Angelica Calabrese is a writer, researcher, curator, and educator whose interdisciplinary work draws on decolonial knowledge production and commoning practices, environmental humanities, and feminist science and technology studies to facilitate connection between people and landscapes.
She has an MA in Anthropology from The New School for Social Research, where she studied landscape histories in southern Italy and multispecies care. Her undergraduate degree is from Yale University.
Her creative practice opens occasions of encounter with texts, images, materials, and beings to encourage critical reflection on identity and intersubjectivity. As a writer and ethnographer, she has conducted research on olive tree disease in southern Italy, where she investigated the causes, consequences, and afterlives of environmental destruction. Her writing has been published by Robida Magazine, Roads and Kingdoms, and Atlas Obscura.

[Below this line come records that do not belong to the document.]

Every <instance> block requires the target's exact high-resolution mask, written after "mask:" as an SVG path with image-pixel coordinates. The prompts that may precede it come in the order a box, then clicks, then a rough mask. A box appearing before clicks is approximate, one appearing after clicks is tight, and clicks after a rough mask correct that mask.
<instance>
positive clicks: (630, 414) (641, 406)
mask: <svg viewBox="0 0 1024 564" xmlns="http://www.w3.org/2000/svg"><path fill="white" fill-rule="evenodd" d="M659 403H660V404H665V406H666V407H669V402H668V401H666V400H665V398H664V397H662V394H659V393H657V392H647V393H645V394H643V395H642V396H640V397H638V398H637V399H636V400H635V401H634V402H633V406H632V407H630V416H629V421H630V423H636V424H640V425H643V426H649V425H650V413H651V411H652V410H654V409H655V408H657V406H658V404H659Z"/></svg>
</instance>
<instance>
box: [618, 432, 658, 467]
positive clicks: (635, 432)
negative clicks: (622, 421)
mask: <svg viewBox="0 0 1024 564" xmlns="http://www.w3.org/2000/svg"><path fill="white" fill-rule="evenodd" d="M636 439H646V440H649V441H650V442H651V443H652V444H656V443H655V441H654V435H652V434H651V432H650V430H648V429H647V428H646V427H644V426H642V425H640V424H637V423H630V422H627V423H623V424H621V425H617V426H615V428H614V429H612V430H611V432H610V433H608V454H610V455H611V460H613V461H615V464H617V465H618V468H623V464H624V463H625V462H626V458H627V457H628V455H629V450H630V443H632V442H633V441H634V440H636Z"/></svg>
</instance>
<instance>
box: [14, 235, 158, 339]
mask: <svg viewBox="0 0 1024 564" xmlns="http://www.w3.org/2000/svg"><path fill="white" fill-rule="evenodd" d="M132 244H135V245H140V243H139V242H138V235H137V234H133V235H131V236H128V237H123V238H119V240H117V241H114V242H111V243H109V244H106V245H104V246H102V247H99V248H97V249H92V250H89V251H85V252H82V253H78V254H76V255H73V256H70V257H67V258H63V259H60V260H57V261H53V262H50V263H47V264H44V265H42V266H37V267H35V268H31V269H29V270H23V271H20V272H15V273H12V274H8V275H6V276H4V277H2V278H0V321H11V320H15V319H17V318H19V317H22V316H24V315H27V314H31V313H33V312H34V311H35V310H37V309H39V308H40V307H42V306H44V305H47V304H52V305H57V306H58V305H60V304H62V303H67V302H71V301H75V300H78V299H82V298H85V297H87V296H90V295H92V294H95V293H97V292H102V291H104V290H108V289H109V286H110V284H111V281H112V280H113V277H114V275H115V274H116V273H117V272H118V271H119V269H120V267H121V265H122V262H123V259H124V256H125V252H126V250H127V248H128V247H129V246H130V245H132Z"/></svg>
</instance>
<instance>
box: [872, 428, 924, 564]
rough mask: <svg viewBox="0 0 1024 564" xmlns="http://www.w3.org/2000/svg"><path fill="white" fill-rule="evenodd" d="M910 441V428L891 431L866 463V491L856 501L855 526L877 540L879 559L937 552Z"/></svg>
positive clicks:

She has curated events and exhibitions on botanical art, drawing, and walking as intersubjective practices in Lecce (2022) and in the regional parks of of Rauccio (2023) and Otranto Santa Maria di Leuca (2023). She was also part of the curatorial team of the 2025 Annual Gathering in Borgo Ex (Carlentini, Sicily), focused on care, commoning, and decolonial praxis. Her practice also includes critical reflection on pedagogy and community through the management and facilitation of experiential education programming in partnership with communities in West Africa, Southeast Asia, Latin America, and the American West.
As an educator and facilitator, she has collaborated with Decolonizing Art and Architecture Studies in Diso, IT, Where There Be Dragons (Senegal; remote); Laying Groundwork (CO, USA) and other organizations.
She currently thinks about wild plants, botanical drawing, time and memory, family archives, and how practices of multispecies care and attention reshape subjectivities from a home base in Lecce, IT.